Now, though happy to be together, they live in cramped conditions, with one bathroom between 14 people. But they count themselves lucky.

In other camps around Belgrade, there are more than 300 families to one bathroom, Lidija said.

"For the first two weeks [in Mirijevo] there was no water or electricity at the camp. My mother was sat outside guarding the entrance so that nobody tried to break in and take our things. It was overcrowded, with rubbish everywhere."

Sanjin said the people in this camp are resourceful, hard-working people.

"All their hopes are pinned on returning to Kosovo.

"The people here are mainly from rural Kosovo. They used to have a substantial amount of land, they used to be farmers, and now they're reduced to receiving what little humanitarian aid is provided.

"They are socially vulnerable."

'Second-rate citizens'

Lidija said that many medical staff do
not recognise their papers
"My husband, who was a factory worker in Kosovo, has diabetes, and he can't work," Stanka said.

Her youngest daughter has a heart condition because she is teased at school about her Kosovan dialect and she has struggled to integrate.

"She doesn't accept that they may not return," Stanka said.

A tearful Lidija said: "I was a hairdresser in Kosovo, but now, I'm still unemployed.

"It's a big city, we're treated differently, like second rate citizens ... discriminated against. Many Serbians don't understand our situation and think we are trying to take their land and jobs.

"There is a national employment service in Serbia but they never came to inform us of our rights," she said.

"People from from Kosovo do not have official healthcare IDs, only papers," she said. The result being that some medical workers do not know what they are and don't accept them, she said.
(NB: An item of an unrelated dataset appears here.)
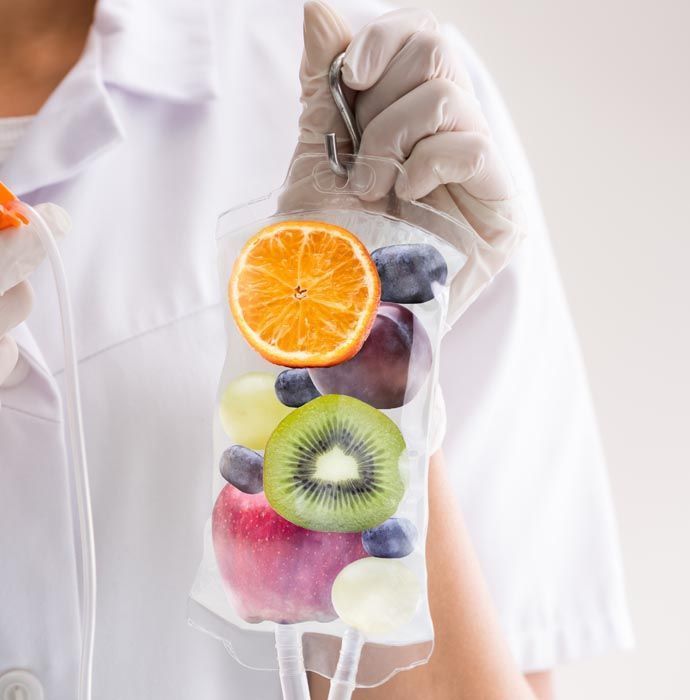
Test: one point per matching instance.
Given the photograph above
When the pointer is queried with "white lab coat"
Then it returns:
(174, 113)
At one point, Stanka's family tried to build a home near the camp, on the outskirts of Belgrade. They managed to take out a loan to buy some land, but got into too much debt and after building one wall, they had to stop, Lidija said.

Life in limbo

"We have tried to build our lives here for nine years and it will be very difficult for us to return," Stanka said.

Stanka, left, and Lidija said they would
not hide their Kosovo Serb identity
Despite this, Lidija said she would never hide from her identity.

Kosovo's declaration of independence on February 17, "broke my heart", Lidija said - not because she felt Sebs and ethnic Albanians couldn't live together - but because she felt Serbia's politicians had failed to manage the territory properly, and now they have no real home.

"They don't know what Kosovo is. It is the heartland," she said.

For many of Serbia's 207,000 displaced Kosovan Serbs, life remains in limbo without any formal agreement over Kosovo, nor any formal recognition of their status.

But "the common feeling among residents is that they want to return", Sanjin said.

"Between the people here, when they say goodbye, they say: "See you in Kosovo". It is not just a piece of land. This is a spiritual and historical motherland."